If Wallace, with all his talents and sheer brilliance, couldn’t be a god-like human, what hope is there for the rest of us? That’s the implicit question these philosophers ask. And you can guess the answer: even if we do possess supreme gifts, we’re all in a meaningless pickle.

Even if we do possess supreme gifts, we’re all in a meaningless pickle.

It may be unfair to hoist Wallace on the crucifix of modernity as an example of spiritual death — a victim of our age and a warning to the rest of us. But what’s the alternative? Well, this is where things get a little fuzzy, but remain interesting. Dreyfus and Kelly want to bring back the Greek gods — sort of. They admire the way Homeric figures like Helen and Achilles and the host of warriors and players opened themselves up to forces beyond themselves. These were heroes who knew they were not individualists. They were co-conspirators with a pantheon of gods, who filled their breasts with wisdom, courage and, at times, simple foolishness. Even Helen of Troy, who ran off with Paris to start the Trojan War, acted on impulses dictated from on high.

Now, you don’t have to be a Gary Wills to see this as balderdash. Dreyfus and Kelly ultimately believe that we live constrained lives and need to be receptive to powers beyond ourselves. We need to be open to mysterious and glorious forces in the world as they “swoosh” into us, like some exhilarating gasp from a stadium of sports fans watching a home run, game-winning goal or touchdown.

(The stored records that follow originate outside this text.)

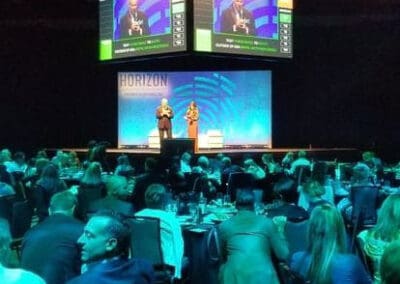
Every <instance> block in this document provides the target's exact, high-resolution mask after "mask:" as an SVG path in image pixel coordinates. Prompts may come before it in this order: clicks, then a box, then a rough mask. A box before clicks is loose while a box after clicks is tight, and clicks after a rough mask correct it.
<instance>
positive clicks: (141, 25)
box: [120, 0, 149, 38]
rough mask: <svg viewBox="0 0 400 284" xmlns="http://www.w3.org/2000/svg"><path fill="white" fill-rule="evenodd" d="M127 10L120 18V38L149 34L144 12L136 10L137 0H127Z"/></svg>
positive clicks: (145, 18)
mask: <svg viewBox="0 0 400 284" xmlns="http://www.w3.org/2000/svg"><path fill="white" fill-rule="evenodd" d="M127 2H128V12H127V13H126V14H125V15H124V16H123V17H122V18H121V20H120V32H121V37H122V38H127V37H135V36H143V35H147V34H149V23H148V19H147V16H146V14H145V13H143V12H141V11H139V10H138V0H127Z"/></svg>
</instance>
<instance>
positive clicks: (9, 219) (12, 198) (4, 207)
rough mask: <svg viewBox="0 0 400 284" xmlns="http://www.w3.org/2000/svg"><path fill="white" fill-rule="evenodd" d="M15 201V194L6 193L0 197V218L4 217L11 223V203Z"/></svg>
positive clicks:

In fact, our Harvard profs like this sports analogy. Swooshing occurs when fans rise to their feet to celebrate feats of transcendent athleticism.

Dreyfus and Kelly know the ancient Greeks believed in real gods, not just metaphors or vague longings. Does that mean we should set up pedestals to real gods? How about Mammon, the greedy god of money, or Aphrodite or Mercury, the goddess and god of sex or success, respectively? They’re already here — they’re called celebrities, and they swoosh into us from the media.

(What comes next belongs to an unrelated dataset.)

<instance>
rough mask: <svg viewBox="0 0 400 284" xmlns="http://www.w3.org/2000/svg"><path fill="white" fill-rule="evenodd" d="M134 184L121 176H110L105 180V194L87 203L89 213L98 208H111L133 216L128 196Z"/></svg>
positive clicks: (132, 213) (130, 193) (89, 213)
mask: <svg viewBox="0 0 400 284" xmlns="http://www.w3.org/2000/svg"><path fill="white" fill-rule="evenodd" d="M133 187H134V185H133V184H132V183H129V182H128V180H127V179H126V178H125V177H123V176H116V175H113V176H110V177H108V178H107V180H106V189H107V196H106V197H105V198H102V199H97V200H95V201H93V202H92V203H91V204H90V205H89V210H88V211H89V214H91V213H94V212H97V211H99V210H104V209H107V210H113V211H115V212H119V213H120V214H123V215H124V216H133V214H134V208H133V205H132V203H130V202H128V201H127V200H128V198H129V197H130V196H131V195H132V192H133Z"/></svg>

No, Dreyfus and Kelly are asking us to believe in forces beyond ourselves, even if we don’t quite believe in anything. Believe “as if” — then maybe something may stick.

It’s all pretty tricky. Maybe it does take three degrees to believe all this.

Ultimately, Dreyfus and his protégé are asking their students — and the rest of us rootless types — to find some spiritual grounding. It’s a worthwhile project, if a little doubtful, just reading the classics.